The performance of NVIDIA's GPUs, including GeForce GTX 980 and Pascal GeForce GTX 1080, have been revealed in a study that the NVIDIA's Maxwell architecture implements Tile-Based Rasterization to get high power-efficiency and enhanced performance.
With its GPUs, NVIDIA provided a huge performance-per-watt boost for only a modest size increase, allowing NVIDIA to give a full generation's performance enhancement with no corresponding manufacturing enhancement. However, its developers had always avoided revealing details about the fixed function graphics hardware, even sometimes denying the implementations.
Tech expert, David Kanter pointed out that tile-based rasterization has been around since the 1990s, first appearing in the PowerVR architecture and later adopted by ARM and Qualcomm in their mobile processors' GPUs. By the time Nvidia introduced the technique into its Maxwell GM20x model, however, it was not effectively implemented into desktop graphics chips or plates.

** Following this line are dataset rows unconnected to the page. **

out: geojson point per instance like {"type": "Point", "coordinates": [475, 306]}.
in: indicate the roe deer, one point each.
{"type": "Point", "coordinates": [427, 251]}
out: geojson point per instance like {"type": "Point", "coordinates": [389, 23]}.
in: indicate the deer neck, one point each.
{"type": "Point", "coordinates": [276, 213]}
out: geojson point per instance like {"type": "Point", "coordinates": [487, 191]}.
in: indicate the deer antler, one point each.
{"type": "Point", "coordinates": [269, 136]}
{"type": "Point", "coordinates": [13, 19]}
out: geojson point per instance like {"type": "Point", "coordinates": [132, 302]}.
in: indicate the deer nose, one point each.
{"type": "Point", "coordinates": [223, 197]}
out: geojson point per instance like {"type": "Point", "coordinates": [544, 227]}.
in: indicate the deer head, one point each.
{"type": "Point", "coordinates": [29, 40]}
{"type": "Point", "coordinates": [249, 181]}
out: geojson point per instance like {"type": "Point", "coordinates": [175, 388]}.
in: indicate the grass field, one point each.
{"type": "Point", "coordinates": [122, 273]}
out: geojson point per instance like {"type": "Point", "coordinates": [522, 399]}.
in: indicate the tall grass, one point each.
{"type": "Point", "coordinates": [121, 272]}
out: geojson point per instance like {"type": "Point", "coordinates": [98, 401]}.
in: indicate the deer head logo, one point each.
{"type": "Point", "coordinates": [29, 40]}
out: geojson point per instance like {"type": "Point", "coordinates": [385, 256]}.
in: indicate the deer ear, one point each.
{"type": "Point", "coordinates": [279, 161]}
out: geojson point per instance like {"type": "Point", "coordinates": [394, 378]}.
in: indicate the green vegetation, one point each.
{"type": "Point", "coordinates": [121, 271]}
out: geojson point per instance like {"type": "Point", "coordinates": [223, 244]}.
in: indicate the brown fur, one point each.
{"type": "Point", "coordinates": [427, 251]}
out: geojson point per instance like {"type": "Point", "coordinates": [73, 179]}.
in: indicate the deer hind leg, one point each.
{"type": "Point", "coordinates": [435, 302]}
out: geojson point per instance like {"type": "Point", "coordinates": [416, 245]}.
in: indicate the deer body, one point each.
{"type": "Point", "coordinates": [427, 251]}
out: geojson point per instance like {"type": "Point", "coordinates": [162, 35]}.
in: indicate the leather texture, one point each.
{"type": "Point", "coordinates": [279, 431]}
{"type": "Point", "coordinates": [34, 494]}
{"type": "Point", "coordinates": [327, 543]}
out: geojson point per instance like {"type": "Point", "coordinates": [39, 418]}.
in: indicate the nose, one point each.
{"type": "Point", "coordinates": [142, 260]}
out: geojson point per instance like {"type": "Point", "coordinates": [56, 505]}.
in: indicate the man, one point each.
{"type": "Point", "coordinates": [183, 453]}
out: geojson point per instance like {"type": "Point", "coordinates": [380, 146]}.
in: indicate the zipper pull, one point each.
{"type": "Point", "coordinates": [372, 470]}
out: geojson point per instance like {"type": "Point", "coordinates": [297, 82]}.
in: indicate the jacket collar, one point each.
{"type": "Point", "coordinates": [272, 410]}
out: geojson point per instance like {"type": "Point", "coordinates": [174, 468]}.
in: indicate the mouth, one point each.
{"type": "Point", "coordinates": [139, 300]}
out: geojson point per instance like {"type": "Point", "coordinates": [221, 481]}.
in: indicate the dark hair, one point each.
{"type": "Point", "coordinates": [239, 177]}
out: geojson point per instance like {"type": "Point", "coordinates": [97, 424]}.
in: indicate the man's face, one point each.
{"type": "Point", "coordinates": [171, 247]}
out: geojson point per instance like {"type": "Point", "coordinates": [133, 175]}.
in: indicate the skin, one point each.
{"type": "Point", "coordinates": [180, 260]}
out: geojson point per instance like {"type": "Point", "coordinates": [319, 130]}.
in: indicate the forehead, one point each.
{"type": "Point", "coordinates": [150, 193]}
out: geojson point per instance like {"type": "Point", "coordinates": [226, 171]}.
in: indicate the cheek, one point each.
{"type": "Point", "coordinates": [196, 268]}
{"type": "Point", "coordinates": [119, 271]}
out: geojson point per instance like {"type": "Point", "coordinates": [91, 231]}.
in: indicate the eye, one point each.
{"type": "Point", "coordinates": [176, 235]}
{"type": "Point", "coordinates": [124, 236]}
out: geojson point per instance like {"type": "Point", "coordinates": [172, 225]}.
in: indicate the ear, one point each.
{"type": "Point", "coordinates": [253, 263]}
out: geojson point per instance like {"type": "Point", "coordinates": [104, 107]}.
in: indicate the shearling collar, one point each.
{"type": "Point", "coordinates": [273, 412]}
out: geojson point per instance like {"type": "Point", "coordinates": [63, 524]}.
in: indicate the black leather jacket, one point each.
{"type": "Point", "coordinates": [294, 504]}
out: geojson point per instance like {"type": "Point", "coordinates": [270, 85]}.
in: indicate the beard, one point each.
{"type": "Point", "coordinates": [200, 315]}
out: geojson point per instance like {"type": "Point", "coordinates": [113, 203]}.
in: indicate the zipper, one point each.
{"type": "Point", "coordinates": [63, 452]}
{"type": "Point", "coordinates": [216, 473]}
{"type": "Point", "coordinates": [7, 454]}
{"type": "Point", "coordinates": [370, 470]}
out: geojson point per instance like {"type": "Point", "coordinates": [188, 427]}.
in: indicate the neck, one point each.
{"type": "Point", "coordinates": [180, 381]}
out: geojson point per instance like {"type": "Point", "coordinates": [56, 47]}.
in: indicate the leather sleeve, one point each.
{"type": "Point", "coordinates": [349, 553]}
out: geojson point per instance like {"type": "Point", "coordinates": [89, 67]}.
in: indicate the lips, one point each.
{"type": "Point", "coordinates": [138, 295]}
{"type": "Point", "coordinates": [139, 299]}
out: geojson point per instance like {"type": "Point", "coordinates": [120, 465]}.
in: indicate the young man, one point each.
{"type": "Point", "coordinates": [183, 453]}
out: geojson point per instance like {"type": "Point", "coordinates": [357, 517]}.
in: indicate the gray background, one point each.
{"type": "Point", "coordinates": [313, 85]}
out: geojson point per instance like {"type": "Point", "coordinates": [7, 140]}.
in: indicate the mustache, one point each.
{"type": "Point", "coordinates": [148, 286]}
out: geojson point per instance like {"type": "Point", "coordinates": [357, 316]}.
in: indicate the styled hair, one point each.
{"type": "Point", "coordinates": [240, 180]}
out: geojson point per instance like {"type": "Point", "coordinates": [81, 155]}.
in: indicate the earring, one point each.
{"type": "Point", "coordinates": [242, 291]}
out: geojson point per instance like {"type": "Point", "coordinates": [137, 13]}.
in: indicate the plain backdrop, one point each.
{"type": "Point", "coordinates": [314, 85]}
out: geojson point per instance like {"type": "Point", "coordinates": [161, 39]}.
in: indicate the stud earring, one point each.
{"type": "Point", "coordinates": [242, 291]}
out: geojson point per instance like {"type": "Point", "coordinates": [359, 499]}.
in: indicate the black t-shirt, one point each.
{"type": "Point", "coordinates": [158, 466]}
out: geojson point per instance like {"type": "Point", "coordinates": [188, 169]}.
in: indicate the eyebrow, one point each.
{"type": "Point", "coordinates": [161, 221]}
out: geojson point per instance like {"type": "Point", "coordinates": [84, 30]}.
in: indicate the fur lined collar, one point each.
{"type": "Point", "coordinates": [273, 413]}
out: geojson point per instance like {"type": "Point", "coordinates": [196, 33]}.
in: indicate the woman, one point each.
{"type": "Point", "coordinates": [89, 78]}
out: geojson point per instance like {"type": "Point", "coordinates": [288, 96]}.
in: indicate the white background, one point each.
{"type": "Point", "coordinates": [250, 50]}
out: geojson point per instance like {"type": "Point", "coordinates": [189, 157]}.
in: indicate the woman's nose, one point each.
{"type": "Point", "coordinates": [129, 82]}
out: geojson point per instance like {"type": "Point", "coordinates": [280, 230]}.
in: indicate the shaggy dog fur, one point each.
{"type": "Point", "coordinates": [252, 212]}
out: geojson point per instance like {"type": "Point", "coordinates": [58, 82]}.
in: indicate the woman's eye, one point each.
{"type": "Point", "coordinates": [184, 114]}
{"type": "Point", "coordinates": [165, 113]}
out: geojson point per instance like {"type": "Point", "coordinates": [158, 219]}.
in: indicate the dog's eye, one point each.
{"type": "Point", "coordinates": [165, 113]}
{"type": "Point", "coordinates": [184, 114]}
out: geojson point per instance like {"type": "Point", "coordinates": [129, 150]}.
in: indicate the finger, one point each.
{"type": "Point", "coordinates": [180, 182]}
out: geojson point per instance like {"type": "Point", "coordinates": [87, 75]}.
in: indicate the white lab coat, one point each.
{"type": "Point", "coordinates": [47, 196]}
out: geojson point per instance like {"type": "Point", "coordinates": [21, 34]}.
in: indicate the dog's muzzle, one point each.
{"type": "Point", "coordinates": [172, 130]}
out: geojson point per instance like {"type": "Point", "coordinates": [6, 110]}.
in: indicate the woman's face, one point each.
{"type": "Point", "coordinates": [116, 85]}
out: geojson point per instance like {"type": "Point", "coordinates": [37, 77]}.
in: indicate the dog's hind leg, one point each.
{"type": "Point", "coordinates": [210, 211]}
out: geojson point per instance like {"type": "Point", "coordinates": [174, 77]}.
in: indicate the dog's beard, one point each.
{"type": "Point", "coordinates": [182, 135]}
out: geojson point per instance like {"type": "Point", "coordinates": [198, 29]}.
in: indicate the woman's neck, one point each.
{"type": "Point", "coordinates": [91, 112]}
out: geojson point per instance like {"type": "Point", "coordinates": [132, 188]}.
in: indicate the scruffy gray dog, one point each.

'Tile-based rasterization' means that each triangle-based or three-dimensional scene is divided into tiles, and each tile is broken down or rasterized into pixels on the graphics chip itself to be printed on a two-dimensional (2D) screen. Full-screen immediate-mode rasterizers use extra memory and additional power by splitting the entire scene into pixels in one scan.
Kanter also explained that using tiled regions and buffering the rasterizer data reduces the memory bandwidth for rendering that automatically enhances performance and power-efficiency.
"Regular with this hypothesis, the testing demonstrates that Nvidia GPUs change the tile size to make sure that the pixel output fits within a fixed size on-chip buffer or cache," he said.